Rothberg Department of Pediatric Nephrology
Home to one of only four Pediatric Dialysis Units in all of Israel, and the largest in the country, Shaare Zedek’s Department of Nephrology is regularly filled beyond capacity, reflecting the critical need that will be served within the Wilf Children’s Hospital.
Shaare Zedek Medical Center treats children with congenital and acquired kidney problems from infancy until adulthood. Many resources are devoted to caring for children in renal failure that require dialysis or kidney transplant.
The institute is divided into three main units:
1. Pediatric Hemodialysis Unit. Children requiring dialysis come to the hospital 3-4 times a week for treatment.
2. Peritoneal Dialysis Service. The dialysis is performed by the parents in the comfort of home, under the guidance and monitoring of the institute staff.
3. Pediatric Nephrology Day Hospital and Clinic. Here patients receive IV medication and undergo evaluations and monitoring by a multi-disciplinary team. The patients are mainly children after kidney transplant, children in renal failure and children with inflammatory kidney diseases.

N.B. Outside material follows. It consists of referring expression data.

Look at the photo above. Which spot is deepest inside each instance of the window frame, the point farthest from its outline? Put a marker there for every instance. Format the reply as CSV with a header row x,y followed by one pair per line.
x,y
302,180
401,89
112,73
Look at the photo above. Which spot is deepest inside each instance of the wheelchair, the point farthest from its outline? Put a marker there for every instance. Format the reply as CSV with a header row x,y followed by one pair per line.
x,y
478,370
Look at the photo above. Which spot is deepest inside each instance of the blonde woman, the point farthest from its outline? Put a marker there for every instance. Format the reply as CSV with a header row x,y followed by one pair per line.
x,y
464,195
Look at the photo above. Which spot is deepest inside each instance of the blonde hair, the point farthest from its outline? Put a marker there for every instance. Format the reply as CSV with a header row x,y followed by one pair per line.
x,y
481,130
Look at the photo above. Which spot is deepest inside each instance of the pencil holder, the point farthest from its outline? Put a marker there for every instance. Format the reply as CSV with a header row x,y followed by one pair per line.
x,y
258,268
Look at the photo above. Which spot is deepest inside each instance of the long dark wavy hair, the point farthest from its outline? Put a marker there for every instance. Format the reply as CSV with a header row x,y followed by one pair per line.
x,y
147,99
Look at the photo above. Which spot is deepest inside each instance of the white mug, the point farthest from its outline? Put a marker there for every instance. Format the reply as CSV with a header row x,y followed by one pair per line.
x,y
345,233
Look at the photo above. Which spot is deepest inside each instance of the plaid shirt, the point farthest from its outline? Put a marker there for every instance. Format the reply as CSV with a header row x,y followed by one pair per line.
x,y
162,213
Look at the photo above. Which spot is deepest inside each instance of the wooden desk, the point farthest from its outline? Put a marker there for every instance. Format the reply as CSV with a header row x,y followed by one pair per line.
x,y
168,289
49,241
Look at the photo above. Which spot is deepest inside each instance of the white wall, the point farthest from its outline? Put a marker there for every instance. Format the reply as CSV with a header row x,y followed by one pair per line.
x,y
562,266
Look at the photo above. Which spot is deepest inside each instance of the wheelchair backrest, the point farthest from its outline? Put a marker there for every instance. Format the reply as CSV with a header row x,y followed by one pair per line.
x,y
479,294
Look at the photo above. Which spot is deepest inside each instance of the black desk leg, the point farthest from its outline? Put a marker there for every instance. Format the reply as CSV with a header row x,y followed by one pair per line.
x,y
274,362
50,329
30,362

Shaare Zedek believes strongly that children should receive medical care separately from adults whenever possible. Even the best hospital can be an intimidating place for a child, and this feeling is exacerbated if they are forced to enter a world of ill adults to receive treatment.
Young patients in the Pediatric Dialysis Unit with end-stage renal disease must receive treatment three times a week, for several hours each time, often for several years. Most of these children are awaiting a kidney transplant. As such, the Hospital becomes a second home for them, and we are committed to making this home as welcoming as possible. Socially, the Pediatric Dialysis Unit is a different world – and perhaps points the direction to Israel’s future.
Present in the Unit at all times are both Hebrew and Arabic speaking nurses, so every patient and family member can make him or herself understood. In fact, because the young patients miss many hours of school due to their illness, both Hebrew-speaking and Arabic speaking teachers, all accredited and licensed by the Ministry of Education, are present in the Unit every day to help the children, of elementary to high school age, keep up with their schoolwork as much as possible.
The children’s parents often develop close relationships as well, as they discover over a cup of coffee that there is much more that unites them, particularly the problem of coping with an ill child – than that which divides them.
Shaare Zedek as a whole is a model of coexistence, and this is nowhere more evident than in the Pediatric Dialysis Unit.